IF the Australian music industry wasn't hurting enough last year at the height of the pandemic, its collective heart was almost certainly broken by the passing of Mike Noga on August 26.
Aged just 43, Noga had established a fine career as a one-time drummer for award-winning rock band The Drones and as a solo artist in his own right.
Noga's 2016 concept album King, based on the 1830s play Woyzeck by German dramatist Georg Buchner, was an unnerving - and at the same time - beautiful listen.

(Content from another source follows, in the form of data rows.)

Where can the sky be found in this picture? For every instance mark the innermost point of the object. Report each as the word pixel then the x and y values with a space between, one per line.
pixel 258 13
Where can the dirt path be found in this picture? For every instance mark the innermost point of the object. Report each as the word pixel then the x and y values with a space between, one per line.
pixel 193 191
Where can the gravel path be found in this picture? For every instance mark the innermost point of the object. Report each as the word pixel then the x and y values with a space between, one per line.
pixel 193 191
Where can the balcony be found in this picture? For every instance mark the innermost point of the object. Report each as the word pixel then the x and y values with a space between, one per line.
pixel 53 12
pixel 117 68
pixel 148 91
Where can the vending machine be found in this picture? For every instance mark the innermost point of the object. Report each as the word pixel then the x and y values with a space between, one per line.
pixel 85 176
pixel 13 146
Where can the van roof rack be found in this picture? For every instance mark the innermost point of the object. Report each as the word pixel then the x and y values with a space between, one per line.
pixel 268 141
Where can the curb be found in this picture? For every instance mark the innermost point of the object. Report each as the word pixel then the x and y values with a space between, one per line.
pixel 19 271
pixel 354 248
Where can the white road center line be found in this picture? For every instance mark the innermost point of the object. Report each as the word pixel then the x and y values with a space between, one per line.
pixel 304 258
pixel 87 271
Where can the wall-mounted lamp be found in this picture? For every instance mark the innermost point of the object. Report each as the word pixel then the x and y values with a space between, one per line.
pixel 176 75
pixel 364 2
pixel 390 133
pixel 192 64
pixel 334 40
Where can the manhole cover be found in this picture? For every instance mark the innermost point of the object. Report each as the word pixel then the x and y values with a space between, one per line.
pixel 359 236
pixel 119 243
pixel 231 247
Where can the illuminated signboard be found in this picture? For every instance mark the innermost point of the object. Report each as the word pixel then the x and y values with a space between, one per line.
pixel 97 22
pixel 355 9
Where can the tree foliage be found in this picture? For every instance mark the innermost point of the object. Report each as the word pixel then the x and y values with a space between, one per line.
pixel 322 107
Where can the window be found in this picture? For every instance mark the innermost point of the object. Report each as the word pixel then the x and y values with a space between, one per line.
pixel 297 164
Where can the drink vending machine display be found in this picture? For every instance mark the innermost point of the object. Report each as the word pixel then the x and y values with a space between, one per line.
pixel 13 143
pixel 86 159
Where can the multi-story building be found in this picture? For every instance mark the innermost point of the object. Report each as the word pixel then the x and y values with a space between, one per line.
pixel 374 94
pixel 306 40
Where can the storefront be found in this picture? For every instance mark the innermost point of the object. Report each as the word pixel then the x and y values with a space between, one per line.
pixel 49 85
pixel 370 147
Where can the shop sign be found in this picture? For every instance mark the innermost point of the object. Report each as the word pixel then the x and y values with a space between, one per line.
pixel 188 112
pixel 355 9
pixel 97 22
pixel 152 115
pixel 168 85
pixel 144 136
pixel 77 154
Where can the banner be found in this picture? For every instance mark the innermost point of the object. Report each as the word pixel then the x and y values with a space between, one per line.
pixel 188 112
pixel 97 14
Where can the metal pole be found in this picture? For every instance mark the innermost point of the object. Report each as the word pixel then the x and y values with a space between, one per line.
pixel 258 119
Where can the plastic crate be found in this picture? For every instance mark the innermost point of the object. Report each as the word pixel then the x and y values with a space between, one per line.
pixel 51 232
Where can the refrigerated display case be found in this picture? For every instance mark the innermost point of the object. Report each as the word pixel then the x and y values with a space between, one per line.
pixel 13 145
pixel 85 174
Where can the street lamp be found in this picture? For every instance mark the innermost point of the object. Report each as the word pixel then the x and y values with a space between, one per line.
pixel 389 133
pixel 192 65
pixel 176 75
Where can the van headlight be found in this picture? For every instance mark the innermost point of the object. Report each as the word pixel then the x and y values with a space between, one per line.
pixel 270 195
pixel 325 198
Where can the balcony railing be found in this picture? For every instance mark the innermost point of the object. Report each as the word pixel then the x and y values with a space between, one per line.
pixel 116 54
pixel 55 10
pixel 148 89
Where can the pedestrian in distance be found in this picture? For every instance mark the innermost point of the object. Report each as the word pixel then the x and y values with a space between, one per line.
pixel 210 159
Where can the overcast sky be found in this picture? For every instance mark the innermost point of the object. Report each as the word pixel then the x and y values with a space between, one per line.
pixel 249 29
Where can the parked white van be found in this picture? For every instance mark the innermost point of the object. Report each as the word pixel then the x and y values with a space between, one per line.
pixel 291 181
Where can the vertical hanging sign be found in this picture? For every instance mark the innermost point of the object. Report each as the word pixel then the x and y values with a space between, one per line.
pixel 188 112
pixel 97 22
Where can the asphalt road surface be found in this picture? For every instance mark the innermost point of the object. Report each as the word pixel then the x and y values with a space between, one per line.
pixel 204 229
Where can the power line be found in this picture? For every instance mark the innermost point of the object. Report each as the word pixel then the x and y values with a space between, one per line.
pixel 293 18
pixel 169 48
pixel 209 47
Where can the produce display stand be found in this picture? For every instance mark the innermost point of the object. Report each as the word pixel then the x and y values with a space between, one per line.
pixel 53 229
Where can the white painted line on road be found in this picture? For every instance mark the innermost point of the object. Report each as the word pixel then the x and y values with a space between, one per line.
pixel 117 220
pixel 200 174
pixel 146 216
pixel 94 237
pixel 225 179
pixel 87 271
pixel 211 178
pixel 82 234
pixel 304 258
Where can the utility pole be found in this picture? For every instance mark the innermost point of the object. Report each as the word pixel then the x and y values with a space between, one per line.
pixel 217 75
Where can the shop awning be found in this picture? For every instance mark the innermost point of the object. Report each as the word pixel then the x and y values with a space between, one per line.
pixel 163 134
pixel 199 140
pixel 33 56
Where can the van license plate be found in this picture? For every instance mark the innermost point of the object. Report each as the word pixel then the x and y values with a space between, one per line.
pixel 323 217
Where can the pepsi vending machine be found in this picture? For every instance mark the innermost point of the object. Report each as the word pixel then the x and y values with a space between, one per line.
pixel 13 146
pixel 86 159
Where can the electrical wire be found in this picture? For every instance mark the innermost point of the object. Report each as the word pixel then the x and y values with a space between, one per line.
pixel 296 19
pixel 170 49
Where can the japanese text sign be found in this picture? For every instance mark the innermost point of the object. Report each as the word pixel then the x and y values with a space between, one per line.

Shortly before his death, which a coroner attributed to a cerebral haemorrhage exacerbated by bouts of heavy drinking, Noga described his upcoming album as "a healthy dose of impending doom about the state of the world."
Noga's fourth and final album Open Fire was written in his hometown of Hobart before he travelled to Minnesota in August 2019 to record with Alan Sparhawk of indie-rock band Low.
Open Fire is imbued with a foreboding undertone of Berlin-era Bowie and The Velvet Underground. Creeping synths introduce the opener Covered where Noga pleads, "Could you start at the beginning/ Close your book and face the world."
But there's also elements of hope breaking through the bleakness, like green shoots in the snow.
The title track bounces along with a Bruce Springsteen swagger and builds before crashing into a soaring blast of saxophone.
Little Birdy is another playful number as Noga urges, "Come on little darling now dance with me."
What Noga lacked in vocal range was more than compensated in character and drama.
You Breathe For Me is the album's centre point, a gut-wrenching and yearning love song made more poignant by backing vocals from Low's Mimi Parker.
"Like a soul needs saving/ Can the world below me see/ You breathe for me."
Noga will forever be remembered for his powerful drumming on The Drones' classic albums Gala Mill (2006) and Havilah (2008), but Open Fire will ensure his legacy as a solo artist also continues to illuminate.